CAOA also proposes a federal excise tax of 10% on cannabis in the first year of the bill’s implementation, rising to 25% after five years. A portion of this tax revenue would be reinvested in communities harmed by the War on Drugs.

These bold proposals do not have the bipartisan support that the SAFE Banking Act does. Similarly, the Biden administration does not appear to be particularly enthusiastic about adult-use cannabis legalization. And, while the Biden administration appears to be open to moving cannabis from the more restrictive Schedule I to Schedule II under the CSA, there has been no detailed proposal to do so.

According to a recent Congressional Research Service (“CRS”) report, the president could take certain steps to effect such changes without the approval of Congress by exerting influence over agencies that control the re-scheduling process (namely the DEA, HHS and the FDA). This is not a new idea, and the report was quickly criticized by Professor Robert A. Mikos, one of the nation’s leading experts on federalism and drug law, who has long argued that the authority to re-schedule drugs under the CSA is much more limited than CRS’s report implies.

Legalization Done Right

There are legitimate concerns among the various stakeholders — who are far from a unified bloc — about getting federal legalization right. When it comes to the piecemeal approach of the SAFE Banking Act and the CLAIM Act, advocates are concerned that passage will derail the overall momentum of broader legalization, as established business interests may feel protected as a result of passage.

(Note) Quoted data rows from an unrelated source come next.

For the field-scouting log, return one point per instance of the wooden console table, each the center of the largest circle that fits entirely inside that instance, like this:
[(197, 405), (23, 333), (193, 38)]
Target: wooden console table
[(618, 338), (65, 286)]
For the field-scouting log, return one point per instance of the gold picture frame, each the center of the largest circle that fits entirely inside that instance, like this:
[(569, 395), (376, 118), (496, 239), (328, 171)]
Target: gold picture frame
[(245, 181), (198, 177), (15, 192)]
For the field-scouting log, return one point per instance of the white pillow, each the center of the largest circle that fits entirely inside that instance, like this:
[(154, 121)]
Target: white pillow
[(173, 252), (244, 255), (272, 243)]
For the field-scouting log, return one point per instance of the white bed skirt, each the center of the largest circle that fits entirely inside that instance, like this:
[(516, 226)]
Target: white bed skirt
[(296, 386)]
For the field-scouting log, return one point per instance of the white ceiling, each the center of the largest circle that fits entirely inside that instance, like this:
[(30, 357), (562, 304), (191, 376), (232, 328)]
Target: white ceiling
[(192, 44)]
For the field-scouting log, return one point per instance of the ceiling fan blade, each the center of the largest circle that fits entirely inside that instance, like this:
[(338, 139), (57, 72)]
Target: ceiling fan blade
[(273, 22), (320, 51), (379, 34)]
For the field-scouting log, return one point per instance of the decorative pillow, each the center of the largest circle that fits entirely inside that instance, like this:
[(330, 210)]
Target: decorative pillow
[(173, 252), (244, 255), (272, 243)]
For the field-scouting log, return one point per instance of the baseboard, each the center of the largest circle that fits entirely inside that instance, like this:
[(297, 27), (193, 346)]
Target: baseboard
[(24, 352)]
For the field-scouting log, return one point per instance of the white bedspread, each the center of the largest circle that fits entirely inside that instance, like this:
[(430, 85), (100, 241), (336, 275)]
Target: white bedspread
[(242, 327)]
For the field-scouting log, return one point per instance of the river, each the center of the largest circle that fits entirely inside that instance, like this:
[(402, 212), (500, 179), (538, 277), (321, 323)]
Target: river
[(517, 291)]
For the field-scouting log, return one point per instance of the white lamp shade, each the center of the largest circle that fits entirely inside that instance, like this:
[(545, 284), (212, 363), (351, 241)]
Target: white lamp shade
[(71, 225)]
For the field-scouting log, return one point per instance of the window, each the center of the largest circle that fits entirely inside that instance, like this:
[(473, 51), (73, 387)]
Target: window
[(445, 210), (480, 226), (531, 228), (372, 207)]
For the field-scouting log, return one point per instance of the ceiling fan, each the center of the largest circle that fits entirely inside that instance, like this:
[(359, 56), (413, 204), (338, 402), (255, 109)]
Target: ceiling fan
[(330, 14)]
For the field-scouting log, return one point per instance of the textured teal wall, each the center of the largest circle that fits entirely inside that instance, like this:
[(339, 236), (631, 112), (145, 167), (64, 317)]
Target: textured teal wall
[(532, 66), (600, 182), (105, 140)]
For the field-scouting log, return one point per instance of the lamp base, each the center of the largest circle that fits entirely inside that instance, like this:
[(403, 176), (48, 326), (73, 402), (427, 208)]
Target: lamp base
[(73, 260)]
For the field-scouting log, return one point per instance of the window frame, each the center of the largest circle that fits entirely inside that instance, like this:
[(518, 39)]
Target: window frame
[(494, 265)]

At the same time, some stakeholders are concerned about the rapid de-scheduling of cannabis because it will allow established companies that are already operating in major markets to use economies of scale to dominate the market, thereby pushing out start-ups and competitors (including social equity applicants that enjoy certain advantages under current state cannabis laws). And, if recent experience with hemp and CBD is any indication, federal regulators are likely to reassert their authority as soon as cannabis is de-scheduled. Unless the groundwork for legalization is laid out ahead of time, legal uncertainty will simply be replaced by regulatory uncertainty.